The Author - Victor Jones


Victor was born in Tyler Texas November 1, 1959; where he attended the public school system in the south during the end of the Jim Crowe era when the educational system was segregated. In 1969, he was part of the historical transformation when the public school system changed from segregation to integration.

As a young African American male, although he didn’t have many run-ins with law enforcement however; when he did it was rarely a positive experience. He like many other Africa American youth developed a mistrust attitude toward any government agency which forced him to grow up being inferior of white male peace officers.

In 1980 at the age of 19, he enlisted in the U.S. Coast Guard where he spent seven years of military services.


In 1989 Victor became a Deputy Sheriff for a Northern California Law Enforcement agency where he retired after a twenty year career. During his career he had the fortunate experience of knowing and working with some really good and decent people. On the other hand, he also had the misfortune of dealing with individuals who were the exact opposite.  Throughout his career he was faced with several difficult experiences along with numerous personal challenges. He contributes his most difficult times as a result of being a minority figure in the law enforcement a world which is primarily dominated by Caucasian males. He like many other minorities had to find his place in this sometimes cruel and unfair world throughout his career.

It was these negative experiences that motivated him to share his personal memoir by writing this book not only for himself but the many silent voices that share similar experiences. Throughout his many experiences in law enforcement, he learned a great deal about all types of people, human nature, behaviors and personalities but mostly learned a lot about himself.


He has earned a bachelor’s degree in Criminal Justice from the Union Institute; in May 2012 he earned his Master’s Degree in Higher Education & Leadership at Sacramento State University. He can’t stress enough the importance of education in today’s society.

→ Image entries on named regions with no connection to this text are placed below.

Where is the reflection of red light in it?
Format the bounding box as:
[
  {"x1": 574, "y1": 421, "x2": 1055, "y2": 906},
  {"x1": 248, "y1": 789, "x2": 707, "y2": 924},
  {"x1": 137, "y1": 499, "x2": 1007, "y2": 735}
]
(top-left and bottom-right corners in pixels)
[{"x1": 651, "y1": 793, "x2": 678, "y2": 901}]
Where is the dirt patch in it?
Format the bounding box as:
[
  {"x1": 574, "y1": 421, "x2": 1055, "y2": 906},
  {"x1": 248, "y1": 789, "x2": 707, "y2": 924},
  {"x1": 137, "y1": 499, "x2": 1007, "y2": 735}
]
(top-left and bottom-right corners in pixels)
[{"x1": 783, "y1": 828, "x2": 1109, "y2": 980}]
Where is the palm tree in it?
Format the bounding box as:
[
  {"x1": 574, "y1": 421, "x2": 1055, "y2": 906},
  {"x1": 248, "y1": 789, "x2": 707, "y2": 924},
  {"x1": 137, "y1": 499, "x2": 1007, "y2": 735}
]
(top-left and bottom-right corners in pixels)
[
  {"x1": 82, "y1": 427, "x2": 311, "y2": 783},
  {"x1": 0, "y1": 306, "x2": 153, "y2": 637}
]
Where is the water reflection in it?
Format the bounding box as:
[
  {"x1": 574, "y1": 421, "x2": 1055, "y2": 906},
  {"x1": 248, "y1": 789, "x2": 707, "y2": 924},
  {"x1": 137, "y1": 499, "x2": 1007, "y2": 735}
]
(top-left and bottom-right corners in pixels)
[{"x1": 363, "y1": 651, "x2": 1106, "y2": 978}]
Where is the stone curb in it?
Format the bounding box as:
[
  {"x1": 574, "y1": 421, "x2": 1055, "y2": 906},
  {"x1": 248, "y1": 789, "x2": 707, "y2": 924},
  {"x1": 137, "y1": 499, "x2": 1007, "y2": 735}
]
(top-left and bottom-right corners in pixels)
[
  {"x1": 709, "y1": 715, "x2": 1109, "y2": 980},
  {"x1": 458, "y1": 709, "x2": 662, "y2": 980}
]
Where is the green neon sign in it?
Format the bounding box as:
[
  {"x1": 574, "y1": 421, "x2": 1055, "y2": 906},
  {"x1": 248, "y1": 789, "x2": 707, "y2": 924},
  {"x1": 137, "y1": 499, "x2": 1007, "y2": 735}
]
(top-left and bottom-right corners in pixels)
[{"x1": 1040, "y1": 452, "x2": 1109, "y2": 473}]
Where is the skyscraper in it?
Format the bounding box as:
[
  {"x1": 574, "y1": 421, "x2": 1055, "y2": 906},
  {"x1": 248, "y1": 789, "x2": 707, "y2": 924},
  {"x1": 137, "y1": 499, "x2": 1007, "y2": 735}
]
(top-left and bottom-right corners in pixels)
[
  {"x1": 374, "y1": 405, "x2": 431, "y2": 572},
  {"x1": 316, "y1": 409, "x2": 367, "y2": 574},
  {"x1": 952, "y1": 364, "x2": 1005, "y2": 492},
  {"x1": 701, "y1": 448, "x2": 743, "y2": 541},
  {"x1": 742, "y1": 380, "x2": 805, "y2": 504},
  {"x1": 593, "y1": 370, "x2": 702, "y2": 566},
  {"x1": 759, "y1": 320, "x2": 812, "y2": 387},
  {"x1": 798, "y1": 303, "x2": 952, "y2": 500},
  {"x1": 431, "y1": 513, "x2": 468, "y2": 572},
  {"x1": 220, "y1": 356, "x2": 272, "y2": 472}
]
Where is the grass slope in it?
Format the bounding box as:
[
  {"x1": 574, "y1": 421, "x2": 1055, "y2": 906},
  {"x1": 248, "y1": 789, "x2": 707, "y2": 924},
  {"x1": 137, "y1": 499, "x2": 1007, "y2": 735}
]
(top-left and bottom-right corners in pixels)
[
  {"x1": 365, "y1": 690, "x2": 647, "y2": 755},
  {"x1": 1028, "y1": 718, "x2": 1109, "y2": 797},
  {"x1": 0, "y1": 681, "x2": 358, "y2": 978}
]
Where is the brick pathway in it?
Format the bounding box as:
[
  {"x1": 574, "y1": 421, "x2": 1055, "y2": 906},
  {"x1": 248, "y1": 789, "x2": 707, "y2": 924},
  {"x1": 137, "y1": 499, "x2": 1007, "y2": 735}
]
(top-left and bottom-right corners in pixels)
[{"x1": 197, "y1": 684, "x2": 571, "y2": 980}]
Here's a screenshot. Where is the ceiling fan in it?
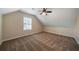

Today, he encourages and advises anyone who has aspirations of working in a law enforcement capacity to conduct their research on the agency they are seeking prior to applying, ensuring that this agency is the correct agency for them. He wants to people to understand that the majority group of any make-up of society dictates all of the rules in life. If you are considered a minority whether by race, religion, or sexual gender the rules will more likely not be in your favor.

Since the law enforcement world is dominated by Caucasian males as a minority you are faced with the dilemma and expectations of following their rules. Due to the lack of equality, and many other factors, as a minority at times it could be very difficult to find your place in this world.